Dynamics of heterogeneous population due to spatially distributed parameters and an ideal free pair

Population movements are necessary to survive the individuals in many cases and depend on available resources, good habitat, global warming, climate change, supporting the environment, and many other issues. This study explores the spatiotemporal effect on the dynamics of the reaction-diffusion model for two interacting populations in a heterogeneous habitat. Both species are assumed to compete for different fundamental resources, and the diffusion strategies of both organisms follow the resource-based diffusion toward a positive distribution function for a large variety of growth functions. Depending on the values of spatially distributed interspecific competition coefficients, the study is conducted for two cases: weak competition and strong competition, which do not perform earlier in the existing literature. The stability of global attractors is studied for different conditions of resource function and carrying capacity.
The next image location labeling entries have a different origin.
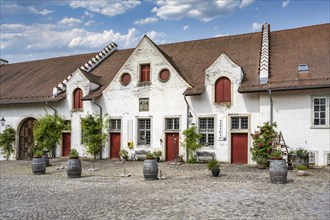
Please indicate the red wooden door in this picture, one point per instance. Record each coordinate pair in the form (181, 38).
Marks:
(66, 144)
(114, 145)
(239, 148)
(172, 146)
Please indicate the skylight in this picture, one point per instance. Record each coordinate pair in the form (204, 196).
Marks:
(302, 67)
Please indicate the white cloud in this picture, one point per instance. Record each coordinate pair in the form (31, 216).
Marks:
(256, 26)
(105, 7)
(146, 21)
(285, 3)
(245, 3)
(35, 41)
(201, 10)
(90, 23)
(70, 21)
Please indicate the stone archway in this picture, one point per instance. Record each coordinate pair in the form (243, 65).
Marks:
(26, 139)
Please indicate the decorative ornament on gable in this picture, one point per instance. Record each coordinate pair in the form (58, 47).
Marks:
(88, 66)
(92, 63)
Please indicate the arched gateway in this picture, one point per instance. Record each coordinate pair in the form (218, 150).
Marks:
(26, 139)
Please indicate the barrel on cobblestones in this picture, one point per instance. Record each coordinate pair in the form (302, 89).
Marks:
(150, 169)
(38, 166)
(74, 168)
(278, 171)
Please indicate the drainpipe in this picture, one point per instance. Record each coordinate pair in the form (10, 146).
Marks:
(93, 100)
(271, 105)
(51, 108)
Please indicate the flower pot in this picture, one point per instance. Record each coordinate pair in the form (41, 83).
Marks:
(215, 172)
(150, 169)
(38, 165)
(74, 168)
(278, 171)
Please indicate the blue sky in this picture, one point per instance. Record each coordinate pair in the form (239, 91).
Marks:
(33, 30)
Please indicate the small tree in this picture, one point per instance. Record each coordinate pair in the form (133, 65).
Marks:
(93, 135)
(6, 140)
(191, 141)
(47, 131)
(262, 142)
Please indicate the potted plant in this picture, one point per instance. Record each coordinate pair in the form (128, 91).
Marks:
(262, 162)
(7, 137)
(158, 154)
(214, 166)
(150, 167)
(301, 168)
(38, 163)
(74, 165)
(124, 154)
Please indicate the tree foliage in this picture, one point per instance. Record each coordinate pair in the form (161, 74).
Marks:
(6, 140)
(93, 135)
(47, 130)
(262, 141)
(191, 141)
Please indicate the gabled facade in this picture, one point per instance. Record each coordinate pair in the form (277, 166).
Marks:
(227, 85)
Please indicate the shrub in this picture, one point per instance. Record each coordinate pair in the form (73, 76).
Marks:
(263, 141)
(6, 140)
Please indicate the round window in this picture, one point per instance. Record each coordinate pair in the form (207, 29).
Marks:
(125, 79)
(164, 75)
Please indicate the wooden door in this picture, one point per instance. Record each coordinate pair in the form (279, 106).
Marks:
(66, 144)
(172, 146)
(239, 148)
(114, 145)
(26, 142)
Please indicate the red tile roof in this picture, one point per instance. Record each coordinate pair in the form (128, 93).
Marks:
(33, 81)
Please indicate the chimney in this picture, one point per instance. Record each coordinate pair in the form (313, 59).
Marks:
(264, 55)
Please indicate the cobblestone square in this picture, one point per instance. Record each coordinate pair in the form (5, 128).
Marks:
(186, 191)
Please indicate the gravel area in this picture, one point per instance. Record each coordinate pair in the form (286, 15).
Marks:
(186, 191)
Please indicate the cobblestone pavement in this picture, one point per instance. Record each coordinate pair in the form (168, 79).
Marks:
(187, 191)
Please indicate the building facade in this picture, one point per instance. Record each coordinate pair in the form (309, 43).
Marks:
(225, 86)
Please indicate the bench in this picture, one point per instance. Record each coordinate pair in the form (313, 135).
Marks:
(140, 154)
(204, 156)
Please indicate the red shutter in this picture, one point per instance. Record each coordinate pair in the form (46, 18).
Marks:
(222, 90)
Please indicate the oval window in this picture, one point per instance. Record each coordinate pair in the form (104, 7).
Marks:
(164, 75)
(125, 79)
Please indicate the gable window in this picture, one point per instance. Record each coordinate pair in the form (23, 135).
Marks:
(144, 130)
(115, 124)
(206, 129)
(77, 99)
(172, 124)
(222, 90)
(145, 73)
(321, 111)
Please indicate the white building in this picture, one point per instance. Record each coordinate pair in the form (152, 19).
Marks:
(229, 85)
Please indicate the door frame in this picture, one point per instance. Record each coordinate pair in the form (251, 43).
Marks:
(236, 131)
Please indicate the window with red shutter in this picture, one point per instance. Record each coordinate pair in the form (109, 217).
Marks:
(77, 99)
(145, 73)
(222, 90)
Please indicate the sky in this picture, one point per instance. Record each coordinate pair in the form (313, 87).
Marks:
(33, 30)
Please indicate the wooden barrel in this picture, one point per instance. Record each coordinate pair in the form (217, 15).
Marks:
(38, 166)
(150, 169)
(278, 171)
(74, 168)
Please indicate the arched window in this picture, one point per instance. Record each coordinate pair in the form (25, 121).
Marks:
(222, 90)
(77, 99)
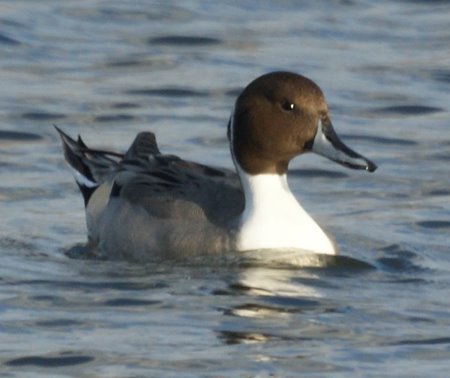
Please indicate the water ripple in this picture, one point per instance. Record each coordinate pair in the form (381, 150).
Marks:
(50, 362)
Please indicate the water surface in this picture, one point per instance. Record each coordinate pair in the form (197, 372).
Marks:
(110, 69)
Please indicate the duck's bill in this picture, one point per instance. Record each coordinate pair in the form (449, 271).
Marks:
(327, 143)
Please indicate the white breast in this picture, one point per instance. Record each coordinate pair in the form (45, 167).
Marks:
(274, 219)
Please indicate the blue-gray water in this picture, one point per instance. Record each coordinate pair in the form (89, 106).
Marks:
(109, 69)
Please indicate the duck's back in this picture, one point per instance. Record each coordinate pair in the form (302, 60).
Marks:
(160, 205)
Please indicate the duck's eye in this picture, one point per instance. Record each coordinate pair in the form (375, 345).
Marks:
(288, 106)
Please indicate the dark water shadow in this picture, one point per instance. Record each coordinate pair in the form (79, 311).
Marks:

We investigated that in the case of weak competition, coexistence is attainable, while strong competition leads to competitive exclusion. This is an emphasis on how resource-based diffusion in the niche impacts selection. When natural resources are in sharing, either competition or predator-prey interaction leads to competitive exclusion or coexistence of competing species. However, we concentrate on the situation in which the ideal free pair is achieved without imposing any other additional conditions on the model's parameters. The effectiveness of the model is accomplished by numerical computation for both one and two space dimension cases, which is very important for biological consideration.